Bitcoin mining pools
Recently, the GHash mining pool breached Bitcoin etiquette to become a 55% miner for Bitcoin . This collapsed the key value proposition of Bitcoin, namely, its decentralization. In turn, there has been considerable criticism and backlash. Many people in the community, including us, have noted that etiquette or the good will of miners are not sufficient to keep monopolies at bay, and called for technical measures to disincentivize large mining pools.
In this post, we present a specific technical fix, called Two Phase Proof of Work (2P-PoW), to disincentivize large mining pools. We first describe the problem, outline the requirements for a good solution, and then present the simplest solution that we know of that meets those requirements.
The critical property of our solution that sets it apart from previous ideas is that it preserves the current investment in Bitcoin by both existing users and by existing miners.
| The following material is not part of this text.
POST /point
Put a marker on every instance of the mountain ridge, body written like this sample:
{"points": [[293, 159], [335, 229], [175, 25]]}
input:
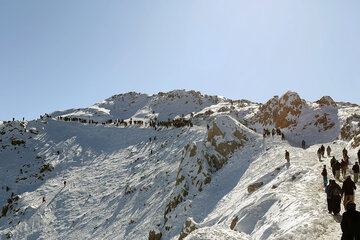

It provides a seamless, smooth transition from the current PoW to the modified, large-miner-deterring 2P-PoW. Yet it enables the existing miners to continue to use their mining hardware; in fact, it extends the lifetime of this hardware. Overall, it provides a gentle fix to the recent GHash fiasco and makes it highly unlikely that we'll find ourselves at the mercy of a single entity, without perturbing the existing economies and investments in place.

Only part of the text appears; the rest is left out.